In this work, we extend the fecgsyn toolbox by replacing ${\bf H}(t)$ with a lead field matrix computed using the finite element method (FEM). The FEM operates by discretizing the volume conductor into smaller elements with defined electromagnetic properties, enabling the computation of electric potential and magnetic field distribution in complex geometric structures. This technique has been used previously in the field of electroencephalography (EEG) where inhomogeneities such as the highly non-conductive skull have a significant effect on EEG measurements (Chauveau et al 2004). Several open-source EEG toolboxes with volume conductor modeling capability have been released to study these effects including the Neuroelectromagnetic Forward Head Modeling Toolbox (NFT) (Acar and Makeig 2010), Brainstorm (Tadel et al 2011) and FieldTrip (Oostenveld et al 2011). In this work, we utilize the FieldTrip-Simbio FEM pipeline developed by Vorwerk et al (2018).

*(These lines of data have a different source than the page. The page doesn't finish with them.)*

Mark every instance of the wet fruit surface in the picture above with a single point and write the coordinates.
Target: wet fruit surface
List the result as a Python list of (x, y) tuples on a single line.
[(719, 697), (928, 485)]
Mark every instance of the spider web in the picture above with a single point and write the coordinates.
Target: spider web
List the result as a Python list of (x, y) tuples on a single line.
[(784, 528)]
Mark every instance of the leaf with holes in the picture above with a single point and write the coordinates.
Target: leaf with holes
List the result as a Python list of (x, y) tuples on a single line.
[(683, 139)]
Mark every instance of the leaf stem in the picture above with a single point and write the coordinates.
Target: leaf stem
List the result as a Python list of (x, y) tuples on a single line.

This pipeline has been chosen due to its numerical accuracy (Vorwerk et al 2012) and straightforward integration into the MATLAB environment. For further reference on its implementation, the reader is referred to Vorwerk (2016).

To describe the maternal–fetal anatomy, we use a model containing four tissue types consisting of fetus, vernix caseosa, amniotic fluid and maternal abdomen as proposed by Stinstra and Peters (2002). We assume the maternal–fetal anatomy Ω can be decomposed into a finite number of compartments $\Omega_1, \Omega_2, \ldots, \Omega_n$ each containing a tissue type of a single resistive conductivity $\sigma_i$. Adjacent compartments must share a common boundary and there may be disjoint compartments containing the same tissue type within the overall domain. The electrical conductivities used for each tissue type in our model are taken from Stinstra and Peters (2002) and are given in table 1.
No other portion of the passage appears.